You can adjust various factors and see their effect on the enrichment p-values.

Questions

  1. If 24 of the 300 differentially expressed genes are annotated with the 500-gene term of interest. Is it significant at p=0.05?

    Show

    No, corrected pval=0.087

     

  2. What about with a smaller background of 5000 genes (e.g. proteomic datasets)?

    Show

    Even less so - corrected pval=1

     

  3. Or, testing against a smaller database of terms; 2000 terms instead of 10000? With the original 16000 gene background.

    Show

    Yes, now corrected pval=0.017

     

  4. 19 out of 200 differentially expressed genes (9.5%), need to hit for a 500-gene term (3.1% of all genes) to be significant at (p=0.048). How many hits would be needed for a more specific 30-gene term?

    Show

    5 hits - 2.5% of the differentially expressed genes vs 0.19% of all genes

4.4 Kolmogorov–Smirnov (KS)–like Test

The Kolmogorov–Smirnov (KS)–like test is used in Functional Class Scoring approaches such as Gene Set Enrichment Analysis (GSEA) to test whether genes from a predefined set are non-randomly distributed near the top or bottom of a ranked list of all genes.

This test computes a running-sum statistic as it walks down the ranked list:

  • The running sum increases when a gene in the set is encountered (weighted by the strength of its rank statistic).

  • It decreases when a gene not in the set is encountered.

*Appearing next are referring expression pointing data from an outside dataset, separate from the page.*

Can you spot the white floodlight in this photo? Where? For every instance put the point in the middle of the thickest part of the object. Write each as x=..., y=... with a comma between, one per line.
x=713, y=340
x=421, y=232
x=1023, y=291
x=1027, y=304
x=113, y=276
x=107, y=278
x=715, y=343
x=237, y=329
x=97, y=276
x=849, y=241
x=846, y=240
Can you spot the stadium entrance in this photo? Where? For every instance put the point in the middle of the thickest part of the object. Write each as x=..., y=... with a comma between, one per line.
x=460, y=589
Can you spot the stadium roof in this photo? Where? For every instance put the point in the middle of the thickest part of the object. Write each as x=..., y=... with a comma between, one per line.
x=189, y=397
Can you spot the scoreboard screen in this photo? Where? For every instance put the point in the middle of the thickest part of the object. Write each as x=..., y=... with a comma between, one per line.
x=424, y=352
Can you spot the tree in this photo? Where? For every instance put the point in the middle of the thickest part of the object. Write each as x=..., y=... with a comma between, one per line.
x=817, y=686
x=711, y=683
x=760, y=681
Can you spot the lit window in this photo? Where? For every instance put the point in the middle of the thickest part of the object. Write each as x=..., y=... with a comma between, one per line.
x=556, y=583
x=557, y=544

  • The maximum deviation from zero is the enrichment score (ES).

The significance of the observed ES is then estimated by permutation testing, generating a null distribution to calculate p-values, followed by FDR correction for multiple comparisons.

Formula:

According to Subramanian et al. (2005), the enrichment score is defined as:

\[ P_{\text{hit}}(S,i) = \sum_{\substack{g_j \in S \\ j \le i}} \frac{|r_j|^{p}}{N_R} \]

\[ P_{\text{miss}}(S,i) = \sum_{\substack{g_j \notin S \\ j \le i}} \frac{1}{N - N_H} \]

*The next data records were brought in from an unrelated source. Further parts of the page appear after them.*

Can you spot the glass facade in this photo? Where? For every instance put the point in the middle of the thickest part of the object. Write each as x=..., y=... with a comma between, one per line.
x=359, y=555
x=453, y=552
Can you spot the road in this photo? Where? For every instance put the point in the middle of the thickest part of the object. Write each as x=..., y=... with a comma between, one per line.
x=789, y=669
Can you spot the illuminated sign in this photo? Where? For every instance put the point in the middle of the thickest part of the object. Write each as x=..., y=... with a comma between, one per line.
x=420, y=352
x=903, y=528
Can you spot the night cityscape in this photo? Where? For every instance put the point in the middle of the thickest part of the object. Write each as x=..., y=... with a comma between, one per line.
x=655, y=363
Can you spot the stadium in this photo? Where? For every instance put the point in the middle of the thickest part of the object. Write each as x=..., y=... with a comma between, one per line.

\[ \mathrm{ES}(S) = \max_i \big[ P_{\text{hit}}(i) - P_{\text{miss}}(i) \big] \]

Explanation of the Terms:

Symbol Meaning
\(S\) The gene set being tested (e.g., pathway or GO term).
\(L = \{ g_1, g_2, \dots, g_N \}\) The ranked list of all genes, ordered by correlation with the phenotype.
\(g_j\) The j-th gene in the ranked list.
\(r_j\) The ranking metric for gene \(g_j\) (e.g., signal-to-noise ratio, t-statistic, or correlation).
\(p\) The weighting parameter (usually \(p = 1\) in standard GSEA). Higher \(p\) values emphasize genes with stronger correlations.
\(N_H = |S|\) The number of genes in the gene set \(S\).
\(N\) The total number of genes in the ranked list.
\(N_R = \sum_{g_j \in S} |r_j|^p\) The normalization constant for the “hits” in the gene set.
\(P_{\text{hit}}(i)\) The cumulative fraction of genes in \(S\) found up to position \(i\).
\(P_{\text{miss}}(i)\) The cumulative fraction of genes not in \(S\) found up to position \(i\).
\(\mathrm{ES}(S)\) The enrichment score, i.e., the maximum deviation between \(P_{\text{hit}}(i)\) and \(P_{\text{miss}}(i)\). A positive ES indicates enrichment at the top of the ranked list; a negative ES indicates enrichment at the bottom.

(Adapted from Subramanian et al., 2005, Proc. Natl. Acad. Sci. U.S.A. 102:15545–15550.)